Augusto Moreno-Morales

Smiling, History teacher Albert Brooks point to the assignment of the day.


U.S. history teacher Albert Brooks has loved comics for his entire life. It began with newspapers, flipping through the pages and looking at the comics nestled behind headlines, where cartoonists were able to turn whatever their imaginations could conjure into printed reality. Since he was four or five years old, he loved the stories, the heroes, and the flashy costumes, and as he grew older, his love for comics never died.
But it wasn’t until a chance encounter with a copy of X-Men while in the military that he realized just how incredible the artwork that brought his favorite superheroes to life could be. The realization that the art behind the stories mattered left a lasting impression on him, and his lifelong admiration for comics consequently flourished into a dedicated hobby: drawing and coloring superheroes.

“I think that color, or that flash of color, just really brings art to life,” Brooks said. “Visually, it just makes it pop, for lack of a better word. It just kind of makes it come off the page, in a sense.”

Fellow U.S. history teacher Kristina Marino, who has known Brooks ever since they both taught at Spring High School 5 years ago, believes that his drawings belong in a comic book. According to her, his skillful linework is one of his qualities that render him fit to be a comic book artist.

“He’s always doodling, and when I say doodle, I mean his doodles are intense,” Marino said. “They’re really good.”

One of Brooks’ drawings (Photo courtesy of Kristina Marino)

Brooks said that he’s always working on improving his abilities as an artist, whether it be through exploring shading, practicing anatomy, or building up from the groundwork of flat coloring.

“I know it’s kind of late in the game for me, but if I’m doing something, I want to try to take whatever it is to the next level,” Brooks said. “So that’ll be the natural progression of drawing and then coloring and trying to just really layer it and just really make it look outstanding.”

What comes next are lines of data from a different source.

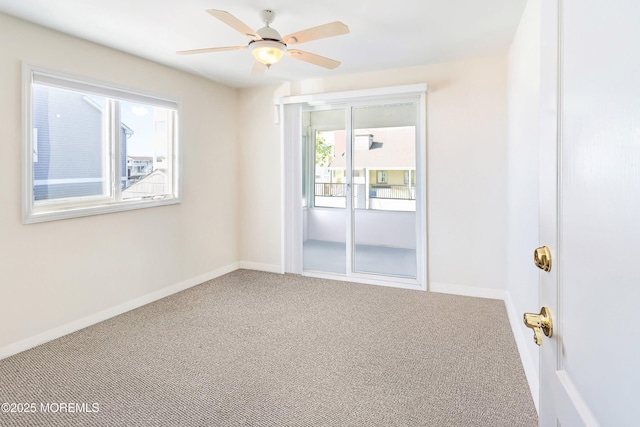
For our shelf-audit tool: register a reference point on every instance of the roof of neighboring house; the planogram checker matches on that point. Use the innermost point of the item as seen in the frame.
(392, 148)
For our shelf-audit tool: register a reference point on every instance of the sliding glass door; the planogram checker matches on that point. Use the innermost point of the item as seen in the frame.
(384, 189)
(324, 192)
(359, 174)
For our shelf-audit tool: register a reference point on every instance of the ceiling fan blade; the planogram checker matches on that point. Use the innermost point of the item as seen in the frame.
(320, 32)
(210, 49)
(258, 68)
(314, 59)
(234, 23)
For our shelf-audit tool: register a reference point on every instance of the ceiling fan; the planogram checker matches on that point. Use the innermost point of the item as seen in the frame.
(268, 46)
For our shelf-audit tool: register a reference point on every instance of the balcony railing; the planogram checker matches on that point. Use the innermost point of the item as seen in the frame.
(400, 192)
(325, 189)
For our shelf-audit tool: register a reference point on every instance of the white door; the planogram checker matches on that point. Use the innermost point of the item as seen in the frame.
(590, 212)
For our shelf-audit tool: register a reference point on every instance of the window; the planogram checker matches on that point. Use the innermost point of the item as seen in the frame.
(92, 148)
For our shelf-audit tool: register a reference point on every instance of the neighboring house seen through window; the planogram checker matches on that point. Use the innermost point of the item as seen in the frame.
(95, 149)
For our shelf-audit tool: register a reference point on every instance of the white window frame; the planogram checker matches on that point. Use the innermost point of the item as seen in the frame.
(33, 212)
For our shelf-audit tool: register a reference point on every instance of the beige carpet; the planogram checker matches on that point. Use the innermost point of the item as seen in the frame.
(261, 349)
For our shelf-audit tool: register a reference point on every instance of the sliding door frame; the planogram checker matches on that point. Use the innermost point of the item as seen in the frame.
(290, 113)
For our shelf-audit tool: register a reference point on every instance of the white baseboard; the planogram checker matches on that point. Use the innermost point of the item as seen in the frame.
(269, 268)
(515, 321)
(92, 319)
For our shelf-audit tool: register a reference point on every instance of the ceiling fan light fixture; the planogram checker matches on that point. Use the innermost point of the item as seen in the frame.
(268, 52)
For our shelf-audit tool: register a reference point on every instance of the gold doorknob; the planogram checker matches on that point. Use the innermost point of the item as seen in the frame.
(542, 258)
(540, 323)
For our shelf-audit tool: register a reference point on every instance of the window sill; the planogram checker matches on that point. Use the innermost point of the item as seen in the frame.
(44, 215)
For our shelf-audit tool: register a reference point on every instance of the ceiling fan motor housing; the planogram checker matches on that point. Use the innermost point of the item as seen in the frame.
(267, 16)
(268, 33)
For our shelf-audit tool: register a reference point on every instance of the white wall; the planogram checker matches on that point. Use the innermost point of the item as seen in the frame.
(523, 223)
(59, 272)
(466, 144)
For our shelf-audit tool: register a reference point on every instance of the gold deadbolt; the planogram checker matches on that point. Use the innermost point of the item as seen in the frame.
(542, 258)
(540, 323)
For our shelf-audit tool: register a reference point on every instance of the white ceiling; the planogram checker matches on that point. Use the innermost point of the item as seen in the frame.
(383, 34)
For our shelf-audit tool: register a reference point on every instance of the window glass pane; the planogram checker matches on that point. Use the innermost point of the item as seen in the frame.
(146, 142)
(69, 152)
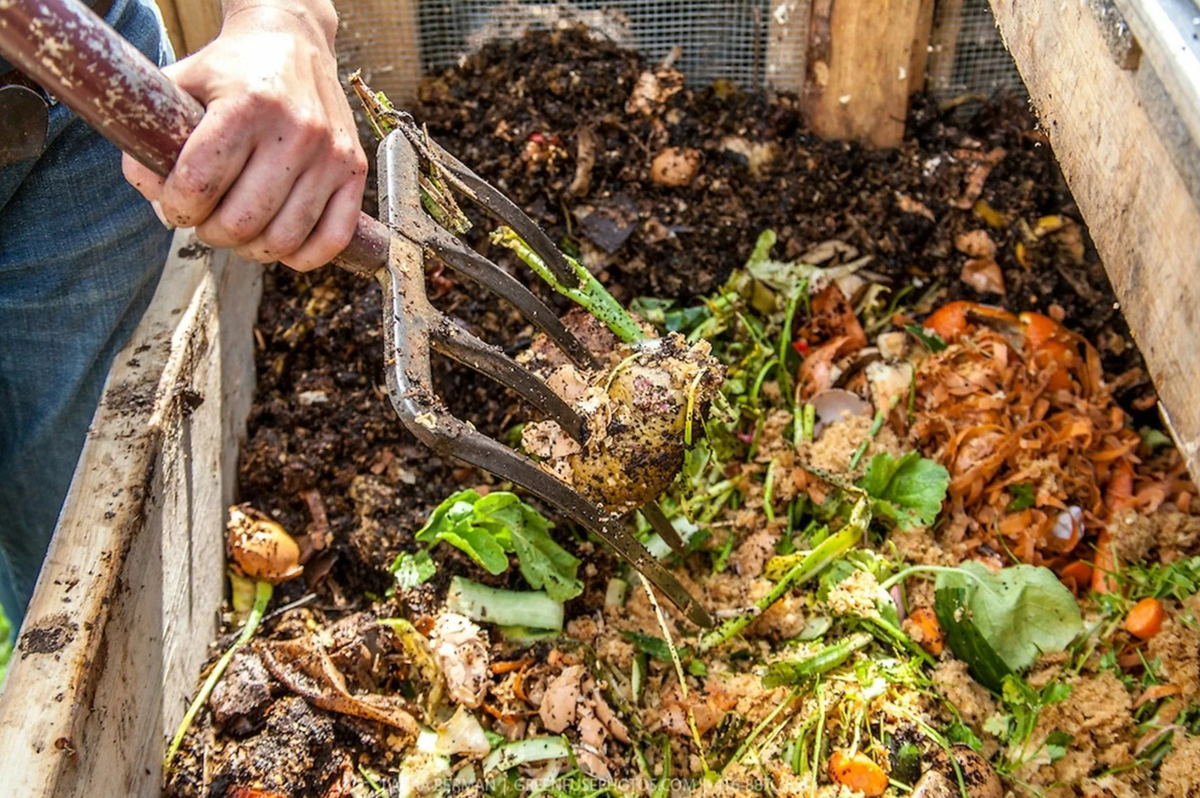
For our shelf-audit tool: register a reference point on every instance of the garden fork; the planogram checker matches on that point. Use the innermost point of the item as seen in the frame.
(105, 79)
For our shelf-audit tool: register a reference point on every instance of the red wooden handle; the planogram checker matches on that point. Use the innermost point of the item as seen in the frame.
(114, 88)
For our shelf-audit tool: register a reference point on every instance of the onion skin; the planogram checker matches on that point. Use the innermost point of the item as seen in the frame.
(261, 549)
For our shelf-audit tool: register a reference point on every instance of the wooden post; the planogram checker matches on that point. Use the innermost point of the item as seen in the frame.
(786, 43)
(191, 23)
(861, 61)
(1116, 135)
(382, 37)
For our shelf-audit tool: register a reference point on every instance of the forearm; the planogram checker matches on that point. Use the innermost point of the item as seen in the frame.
(318, 15)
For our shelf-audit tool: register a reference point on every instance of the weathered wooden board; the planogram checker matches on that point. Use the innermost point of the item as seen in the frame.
(1111, 132)
(125, 606)
(861, 58)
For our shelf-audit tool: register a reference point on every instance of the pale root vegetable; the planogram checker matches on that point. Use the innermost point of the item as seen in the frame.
(261, 549)
(637, 418)
(858, 773)
(1145, 619)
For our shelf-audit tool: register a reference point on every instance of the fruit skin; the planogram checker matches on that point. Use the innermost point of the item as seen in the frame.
(261, 549)
(858, 773)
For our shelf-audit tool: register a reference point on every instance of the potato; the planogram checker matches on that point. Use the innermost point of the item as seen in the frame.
(636, 413)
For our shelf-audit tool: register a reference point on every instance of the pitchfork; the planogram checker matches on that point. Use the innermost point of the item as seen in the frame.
(117, 90)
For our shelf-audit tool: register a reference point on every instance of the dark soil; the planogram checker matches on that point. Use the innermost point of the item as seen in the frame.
(322, 425)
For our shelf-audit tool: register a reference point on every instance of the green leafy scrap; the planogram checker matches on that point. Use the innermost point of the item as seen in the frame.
(1023, 497)
(489, 528)
(412, 569)
(933, 341)
(1013, 616)
(909, 490)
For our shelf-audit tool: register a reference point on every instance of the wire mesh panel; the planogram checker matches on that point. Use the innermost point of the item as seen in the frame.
(725, 40)
(754, 43)
(969, 54)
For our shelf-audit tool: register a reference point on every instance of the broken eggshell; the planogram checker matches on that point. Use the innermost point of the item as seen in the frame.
(837, 405)
(262, 549)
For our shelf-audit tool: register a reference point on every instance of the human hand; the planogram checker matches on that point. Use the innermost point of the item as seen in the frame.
(275, 169)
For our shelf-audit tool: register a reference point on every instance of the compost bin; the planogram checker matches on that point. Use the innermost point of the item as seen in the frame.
(967, 208)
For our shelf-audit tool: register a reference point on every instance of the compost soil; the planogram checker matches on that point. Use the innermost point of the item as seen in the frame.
(328, 457)
(516, 113)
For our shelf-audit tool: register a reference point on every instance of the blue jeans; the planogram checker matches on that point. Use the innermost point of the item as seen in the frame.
(81, 253)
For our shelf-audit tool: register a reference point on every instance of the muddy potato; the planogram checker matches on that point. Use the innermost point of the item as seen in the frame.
(636, 443)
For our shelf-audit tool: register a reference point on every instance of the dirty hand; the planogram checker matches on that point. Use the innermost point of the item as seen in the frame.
(275, 169)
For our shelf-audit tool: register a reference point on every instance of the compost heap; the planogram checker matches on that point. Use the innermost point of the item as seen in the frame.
(942, 557)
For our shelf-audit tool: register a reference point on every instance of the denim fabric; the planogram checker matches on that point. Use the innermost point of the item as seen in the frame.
(81, 253)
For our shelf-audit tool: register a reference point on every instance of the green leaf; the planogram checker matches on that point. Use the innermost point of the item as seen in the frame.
(489, 528)
(1023, 497)
(931, 340)
(655, 647)
(909, 491)
(1020, 612)
(413, 569)
(1057, 743)
(966, 642)
(961, 733)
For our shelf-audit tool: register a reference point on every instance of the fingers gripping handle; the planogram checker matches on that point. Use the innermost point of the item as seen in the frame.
(115, 89)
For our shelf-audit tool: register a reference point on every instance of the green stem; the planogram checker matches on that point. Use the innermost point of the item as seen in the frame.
(811, 564)
(593, 297)
(262, 598)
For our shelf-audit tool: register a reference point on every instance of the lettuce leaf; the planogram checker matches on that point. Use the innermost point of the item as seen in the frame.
(489, 528)
(909, 490)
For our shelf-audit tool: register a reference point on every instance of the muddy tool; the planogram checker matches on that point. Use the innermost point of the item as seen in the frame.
(121, 94)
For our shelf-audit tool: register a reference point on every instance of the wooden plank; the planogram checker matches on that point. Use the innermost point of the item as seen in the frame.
(125, 605)
(1167, 33)
(921, 47)
(1137, 204)
(859, 61)
(382, 37)
(945, 42)
(786, 43)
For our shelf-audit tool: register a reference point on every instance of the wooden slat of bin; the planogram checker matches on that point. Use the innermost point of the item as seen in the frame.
(1128, 186)
(126, 603)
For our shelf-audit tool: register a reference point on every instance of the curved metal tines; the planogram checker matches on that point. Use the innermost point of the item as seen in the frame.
(653, 514)
(453, 341)
(481, 451)
(467, 262)
(484, 195)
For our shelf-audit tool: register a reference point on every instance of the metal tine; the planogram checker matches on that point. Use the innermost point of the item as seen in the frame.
(455, 342)
(479, 450)
(505, 210)
(409, 325)
(466, 261)
(653, 513)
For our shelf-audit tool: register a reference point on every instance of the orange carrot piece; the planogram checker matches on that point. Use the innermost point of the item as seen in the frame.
(1146, 618)
(1119, 491)
(933, 639)
(858, 773)
(1078, 575)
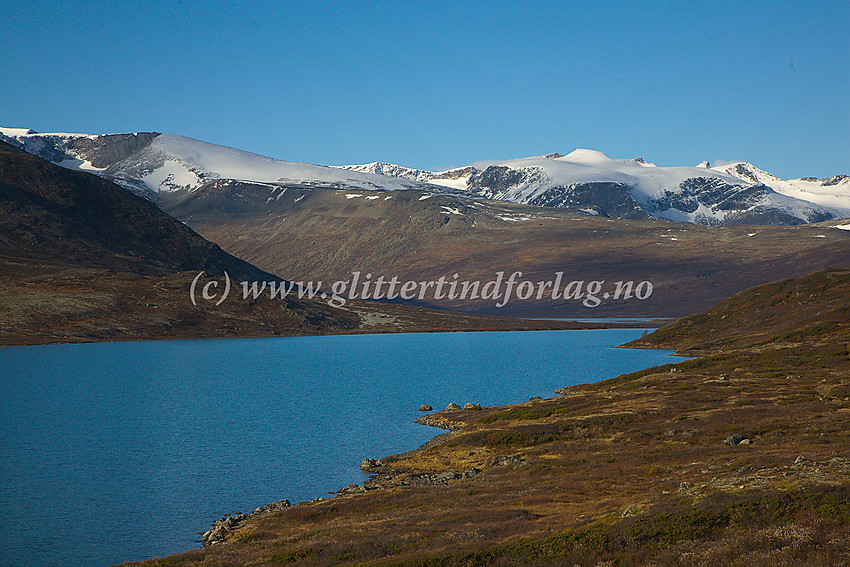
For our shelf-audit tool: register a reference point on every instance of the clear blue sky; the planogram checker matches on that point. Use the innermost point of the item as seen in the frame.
(434, 85)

In fact, sophomore Ava Baba and her friends were surprised to find out that an example for one of his assignments didn’t have its artwork pulled from Google; instead, it was drawn by Brooks himself. According to Baba, who was impressed by his artwork, his drawings enhance her experience in the classroom.

“It makes it so much more fun to look at and so much more involving, so it really helps to deepen our understanding of the assignments,” Baba said.

Although Brooks tends to keep his drawings private, he believes that in the age of social media, it’s easier than ever for artists to achieve success through platforms such as Instagram regardless of the notion that success is characterized by fame and appearances on TV, and that everyone should tap into their inner artist.

“I believe that there’s an artist in everybody, and that that creative side of us doesn’t always display itself exactly the same in every human being,” Brooks said. “I draw, your art may be painting, your art may be flower arrangement, your art may be furniture designer, home decor, those things, but just I encourage everybody to just kind of think about it and consider, ‘What is my artistic ability? What can I do that brightens things up?’ so to speak.”